Some people also have a practice to lump the Founding Fathers into one homogeneous virtual person and mindset. Nothing could be further from the case. In almost all instances they did believe in some greater spiritual power, but they held different beliefs about how that power interacts with this world. Though they were all members of some Christian church, they held a range of religious views, affiliations and levels of engagement with their churches. From Congregationalist Samuel Adams’ religious fervor, to Jefferson’s more rationally-driven approach to religion, to Franklin’s evolving religious views, to Washington’s virtual silence on the subject. The Declaration of Independence and Constitution were products of intensive political negotiations and compromises among men of wide-ranging and strongly-held differing beliefs on questions of economics, politics, religion, and America’s destiny. But after their experience of the tyranny of kings and the negative consequences of a state church receiving political favoritism, they certainly shared a suspicion of unchecked government and politicized religion.

The Founding Fathers’ belief in a god and their affiliation with various religions did NOT translate into making their individual religious views into general law. Any more than Henry Ford created an Episcopal automobile, or Albert Einstein created a Jewish scientific theory, or Chief Justice John Roberts interprets American law from a Catholic directive.
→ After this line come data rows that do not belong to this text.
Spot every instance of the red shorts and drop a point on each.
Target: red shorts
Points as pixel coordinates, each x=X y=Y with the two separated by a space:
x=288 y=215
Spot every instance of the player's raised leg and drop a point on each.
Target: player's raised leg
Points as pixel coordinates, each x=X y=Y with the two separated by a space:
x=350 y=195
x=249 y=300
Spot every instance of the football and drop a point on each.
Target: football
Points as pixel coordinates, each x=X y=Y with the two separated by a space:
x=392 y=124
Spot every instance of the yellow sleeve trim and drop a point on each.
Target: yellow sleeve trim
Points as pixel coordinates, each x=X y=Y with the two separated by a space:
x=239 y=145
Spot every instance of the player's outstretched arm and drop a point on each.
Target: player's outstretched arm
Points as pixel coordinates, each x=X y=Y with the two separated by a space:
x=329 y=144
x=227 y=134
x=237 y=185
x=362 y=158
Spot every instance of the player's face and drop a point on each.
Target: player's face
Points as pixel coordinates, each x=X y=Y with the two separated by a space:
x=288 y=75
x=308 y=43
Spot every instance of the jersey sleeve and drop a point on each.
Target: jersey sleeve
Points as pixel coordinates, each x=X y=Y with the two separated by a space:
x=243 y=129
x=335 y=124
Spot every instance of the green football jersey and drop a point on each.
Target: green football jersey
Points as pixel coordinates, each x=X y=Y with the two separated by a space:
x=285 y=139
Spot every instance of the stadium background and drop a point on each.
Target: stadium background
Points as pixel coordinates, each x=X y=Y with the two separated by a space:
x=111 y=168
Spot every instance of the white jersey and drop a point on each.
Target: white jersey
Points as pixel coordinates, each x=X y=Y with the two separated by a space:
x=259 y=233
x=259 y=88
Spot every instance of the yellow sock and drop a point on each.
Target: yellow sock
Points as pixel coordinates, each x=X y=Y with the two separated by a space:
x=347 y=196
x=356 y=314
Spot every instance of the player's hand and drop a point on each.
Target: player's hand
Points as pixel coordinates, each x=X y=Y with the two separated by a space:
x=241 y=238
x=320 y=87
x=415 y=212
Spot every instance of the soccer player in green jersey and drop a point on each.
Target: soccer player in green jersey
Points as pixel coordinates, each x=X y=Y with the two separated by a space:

The Founding Fathers, in their collective wisdom, clearly understood that the only way to guarantee the right and security of any one faith was to allow equally for all faiths. To the preference of none, to the exclusion of none. Religion was to be left to home, church, synagogue, mosque, and monastery, not the workplace or the government office. Everyone to be free to adopt and practice his/her choice, in privacy or with their peers. They affirmed that quite clearly from the very beginning of this country. It seems that every now and then we must all speak up loudly to reaffirm it again.